PicusZeus / modern_greek_accentuation

Python 3 library for accenting, syllabification, augment handling in modern Greek words.
MIT License
7 stars 0 forks source link

count_syllables contribution #7

Open planetis-m opened 2 weeks ago

planetis-m commented 2 weeks ago

Hi friend,

I noticed your excellent repository and since I happened to write a function for counting syllables I thought to contribute Although you've already one you might consider it as an alternative, since both seem to give same results in my (limited) testing, and that version is a bit more cleaned up. If you are interested in re-implementing yourself I just used the rules given in the teaching aid in https://www.patakis.gr/files/1186890.pdf

However both seem to trip over with the cases bellow, taken from this link:

άδεια: ά-δει-α αδειοδότηση: α-δει-ο-δό-τη-ση αδειοδοτικός: α-δει-ο-δο-τι-κός αδειοδοτώ: α-δει-ο-δο-τώ αδειοδωρόσημο: α-δει-ο-δω-ρό-ση-μο αδειούχος: α-δει-ού-χος

It's not possible to disambiguate between the adjective (f) άδεια and the noun with the same spelling without context. But I guess you already know :)
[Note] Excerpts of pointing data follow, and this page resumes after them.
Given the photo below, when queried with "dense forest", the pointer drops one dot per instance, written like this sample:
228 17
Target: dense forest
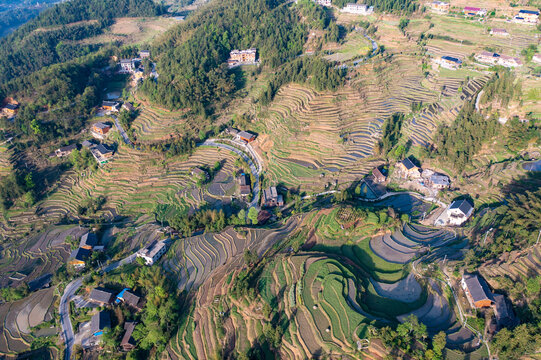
31 48
457 143
192 64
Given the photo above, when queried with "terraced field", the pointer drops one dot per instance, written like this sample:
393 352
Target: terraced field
40 254
133 182
19 317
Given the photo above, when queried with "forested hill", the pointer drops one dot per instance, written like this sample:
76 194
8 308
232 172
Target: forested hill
31 47
192 59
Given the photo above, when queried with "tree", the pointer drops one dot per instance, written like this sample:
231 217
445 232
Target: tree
252 215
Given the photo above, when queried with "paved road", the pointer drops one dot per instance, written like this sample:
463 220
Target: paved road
253 168
69 292
121 131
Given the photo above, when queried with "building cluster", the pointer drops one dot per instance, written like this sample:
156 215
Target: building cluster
360 9
479 296
491 58
271 198
88 243
527 17
153 252
449 62
242 57
102 319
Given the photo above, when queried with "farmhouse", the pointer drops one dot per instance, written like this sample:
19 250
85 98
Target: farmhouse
361 9
528 17
440 6
128 298
473 11
78 257
99 130
153 252
271 197
128 106
101 296
244 184
477 291
128 343
246 136
499 32
88 241
199 173
459 212
127 65
378 175
496 59
323 2
110 106
409 169
100 322
65 150
449 62
10 109
239 57
439 181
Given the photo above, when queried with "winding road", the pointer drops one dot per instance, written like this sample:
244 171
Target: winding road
69 292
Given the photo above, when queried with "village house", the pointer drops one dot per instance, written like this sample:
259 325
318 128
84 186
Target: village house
440 7
477 291
65 150
361 9
528 17
459 212
128 343
246 136
101 296
102 153
10 109
408 169
199 173
439 181
244 184
473 11
239 57
78 257
110 106
127 65
323 2
88 241
449 62
153 252
128 106
128 298
499 32
378 175
100 322
271 197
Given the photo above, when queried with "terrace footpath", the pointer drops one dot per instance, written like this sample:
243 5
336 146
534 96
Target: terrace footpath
255 169
69 292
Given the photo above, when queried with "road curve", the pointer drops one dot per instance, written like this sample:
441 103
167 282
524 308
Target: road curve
69 291
253 168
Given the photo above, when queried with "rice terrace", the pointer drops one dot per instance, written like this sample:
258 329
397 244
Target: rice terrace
253 179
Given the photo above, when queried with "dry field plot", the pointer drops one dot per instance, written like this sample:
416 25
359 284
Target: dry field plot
133 182
17 318
133 30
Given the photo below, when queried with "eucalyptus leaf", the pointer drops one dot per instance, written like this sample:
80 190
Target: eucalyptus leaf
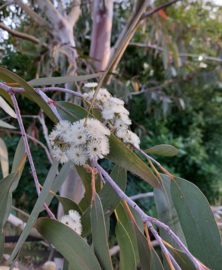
31 221
68 243
119 153
65 79
197 222
162 150
99 234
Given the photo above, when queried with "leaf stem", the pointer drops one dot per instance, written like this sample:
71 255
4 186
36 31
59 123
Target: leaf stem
147 218
27 149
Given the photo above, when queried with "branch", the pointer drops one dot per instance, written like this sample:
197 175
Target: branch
147 219
33 139
179 54
73 15
32 14
51 12
22 35
27 149
151 12
143 195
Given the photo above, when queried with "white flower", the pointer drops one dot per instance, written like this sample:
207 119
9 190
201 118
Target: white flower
94 150
104 144
95 129
62 125
131 138
77 155
90 85
74 215
119 124
77 227
52 136
59 155
125 119
67 220
108 114
121 133
116 101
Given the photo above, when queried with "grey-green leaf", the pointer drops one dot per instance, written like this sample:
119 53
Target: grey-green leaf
30 223
69 244
198 223
162 150
99 234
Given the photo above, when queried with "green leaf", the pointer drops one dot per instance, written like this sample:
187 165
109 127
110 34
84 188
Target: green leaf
109 198
162 150
165 55
69 244
65 79
19 152
36 209
197 222
99 234
4 158
6 74
119 153
167 212
124 218
59 180
6 125
127 255
149 259
68 204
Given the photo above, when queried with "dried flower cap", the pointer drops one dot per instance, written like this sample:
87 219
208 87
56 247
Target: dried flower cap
49 266
90 85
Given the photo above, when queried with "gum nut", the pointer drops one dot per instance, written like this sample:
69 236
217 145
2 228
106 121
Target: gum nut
49 266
PicusZeus commented 1 week ago

Thanks for appreciating and for contributing! Well yes, it's impossible in Greek to know with certainty how to treat the sound "I" if a vowel follows, and from my understanding (I'm not a native speaker) it can be sometimes treated in different ways by different speakers. And this also affects moving accent in verbs and nouns (έπιεσα ή πίεσα). And so I decided to construct this function modern_greek_syllabify with a flag an optional flag "true_syllabification" (default on True), so that modern_greek_syllabify('αδειοδότηση', true_syllabification=False) gives the correct answer. I think that for Modern Greek (dimotik) sound "ee" with a following vowel, if accent is not involved, should be treated always as a diphthong, and this rule is broken by katharevousian influence (like η άδεια). Your code surely looks cleaner than mine, I will have some time on weekend and II will have a closer look at it and will try to apply your contribution. By the way, this library was created mainly as a help from my other bigger project, that is modern_greek_inflexion, maybe you would find it interesting also.
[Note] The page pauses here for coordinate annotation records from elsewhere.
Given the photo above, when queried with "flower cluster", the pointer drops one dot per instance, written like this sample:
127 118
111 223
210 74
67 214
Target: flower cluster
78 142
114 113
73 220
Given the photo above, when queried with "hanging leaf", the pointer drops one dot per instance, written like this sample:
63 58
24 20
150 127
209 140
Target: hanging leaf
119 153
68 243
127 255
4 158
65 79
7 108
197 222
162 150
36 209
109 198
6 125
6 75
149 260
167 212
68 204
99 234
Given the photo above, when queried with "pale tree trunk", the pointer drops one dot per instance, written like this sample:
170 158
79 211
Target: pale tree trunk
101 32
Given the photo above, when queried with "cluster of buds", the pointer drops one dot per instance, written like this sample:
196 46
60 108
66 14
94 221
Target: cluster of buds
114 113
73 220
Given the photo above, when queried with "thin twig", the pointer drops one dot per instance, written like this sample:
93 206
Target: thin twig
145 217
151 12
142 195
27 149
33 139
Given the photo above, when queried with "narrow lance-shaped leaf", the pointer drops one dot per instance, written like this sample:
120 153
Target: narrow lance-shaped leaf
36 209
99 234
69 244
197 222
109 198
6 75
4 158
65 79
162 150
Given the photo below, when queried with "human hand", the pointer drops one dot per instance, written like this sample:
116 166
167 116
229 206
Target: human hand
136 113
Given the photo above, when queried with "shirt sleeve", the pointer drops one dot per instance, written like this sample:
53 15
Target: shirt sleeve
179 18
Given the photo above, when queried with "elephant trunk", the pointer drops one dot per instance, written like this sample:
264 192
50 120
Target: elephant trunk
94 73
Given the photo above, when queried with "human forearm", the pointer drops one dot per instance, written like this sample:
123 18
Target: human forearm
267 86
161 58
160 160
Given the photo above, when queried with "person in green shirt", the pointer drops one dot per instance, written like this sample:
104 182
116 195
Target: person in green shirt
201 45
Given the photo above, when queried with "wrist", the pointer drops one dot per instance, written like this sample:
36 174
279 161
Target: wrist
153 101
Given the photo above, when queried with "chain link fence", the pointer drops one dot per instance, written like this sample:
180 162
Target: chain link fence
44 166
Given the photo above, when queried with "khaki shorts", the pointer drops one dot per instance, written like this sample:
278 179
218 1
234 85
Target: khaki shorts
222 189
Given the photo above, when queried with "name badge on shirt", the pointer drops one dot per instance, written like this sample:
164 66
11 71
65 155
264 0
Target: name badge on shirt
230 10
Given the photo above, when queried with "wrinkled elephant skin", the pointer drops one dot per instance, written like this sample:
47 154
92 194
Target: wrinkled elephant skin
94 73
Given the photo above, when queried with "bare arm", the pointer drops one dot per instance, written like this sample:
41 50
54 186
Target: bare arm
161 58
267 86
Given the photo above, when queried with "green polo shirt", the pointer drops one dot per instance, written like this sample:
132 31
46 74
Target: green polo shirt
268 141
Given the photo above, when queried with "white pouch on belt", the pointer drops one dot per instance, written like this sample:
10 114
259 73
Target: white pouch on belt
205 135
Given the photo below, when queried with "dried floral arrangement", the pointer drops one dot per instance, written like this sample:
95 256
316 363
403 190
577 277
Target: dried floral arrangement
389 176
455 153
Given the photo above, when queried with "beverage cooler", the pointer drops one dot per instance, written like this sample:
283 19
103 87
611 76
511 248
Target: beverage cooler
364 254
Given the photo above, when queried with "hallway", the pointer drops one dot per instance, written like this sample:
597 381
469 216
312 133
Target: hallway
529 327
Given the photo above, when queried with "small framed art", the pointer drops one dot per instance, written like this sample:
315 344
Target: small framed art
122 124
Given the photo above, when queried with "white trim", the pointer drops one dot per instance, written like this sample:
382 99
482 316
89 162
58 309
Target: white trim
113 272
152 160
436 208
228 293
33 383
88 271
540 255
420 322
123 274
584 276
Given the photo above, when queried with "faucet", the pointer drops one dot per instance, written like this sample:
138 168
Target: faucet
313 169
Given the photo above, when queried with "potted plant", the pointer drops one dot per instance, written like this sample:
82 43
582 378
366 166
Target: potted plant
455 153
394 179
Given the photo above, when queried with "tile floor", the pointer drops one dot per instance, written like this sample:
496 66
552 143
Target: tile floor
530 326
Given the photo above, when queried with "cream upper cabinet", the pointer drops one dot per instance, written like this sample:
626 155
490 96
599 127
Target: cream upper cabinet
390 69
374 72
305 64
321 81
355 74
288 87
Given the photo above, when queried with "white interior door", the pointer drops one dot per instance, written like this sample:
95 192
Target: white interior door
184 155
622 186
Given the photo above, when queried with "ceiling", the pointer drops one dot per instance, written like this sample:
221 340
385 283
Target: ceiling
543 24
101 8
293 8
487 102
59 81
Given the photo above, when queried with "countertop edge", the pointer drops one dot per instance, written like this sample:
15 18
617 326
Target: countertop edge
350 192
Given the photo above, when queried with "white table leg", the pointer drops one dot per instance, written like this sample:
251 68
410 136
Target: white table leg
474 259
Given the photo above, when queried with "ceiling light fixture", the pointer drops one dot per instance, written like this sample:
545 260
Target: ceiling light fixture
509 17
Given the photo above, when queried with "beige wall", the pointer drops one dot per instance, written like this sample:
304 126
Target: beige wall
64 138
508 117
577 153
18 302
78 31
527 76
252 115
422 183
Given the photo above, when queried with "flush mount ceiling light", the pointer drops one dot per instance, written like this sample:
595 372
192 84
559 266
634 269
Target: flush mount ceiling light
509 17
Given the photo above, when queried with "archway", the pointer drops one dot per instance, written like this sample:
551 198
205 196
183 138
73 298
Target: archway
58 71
planetis-m commented 1 week ago

έπιεσα

I am not into Greek philology, but I can tell that's not a valid form of the verb πιέζω. You can use the rule that says no syllable above the third (προπαραληγουσα) can ever get an accent. So in 'έ-πι-ε-σα' there's an accent in the fourth syllable; that's incorrect. (Some books say "a word can only be accented in the last three syllables", it's the same thing.

I guess you can achieve the 'true_syllabification' in my code by skipping the first two big if-statements. Btw my usecase was to construct a dictionary for autocomplete based on a corpus filled with technical terms. I've written a few functions that performs a basic cleanup of a few obviously wrong forms. It was made as a quick hack but I might have overengineered it.

can be sometimes treated in different ways by different speakers.

I can attest to that, I have no clue why κοροϊδία is κο-ροϊ-δί-α, I would spelled it as κο-ρο-ϊ-δί-α.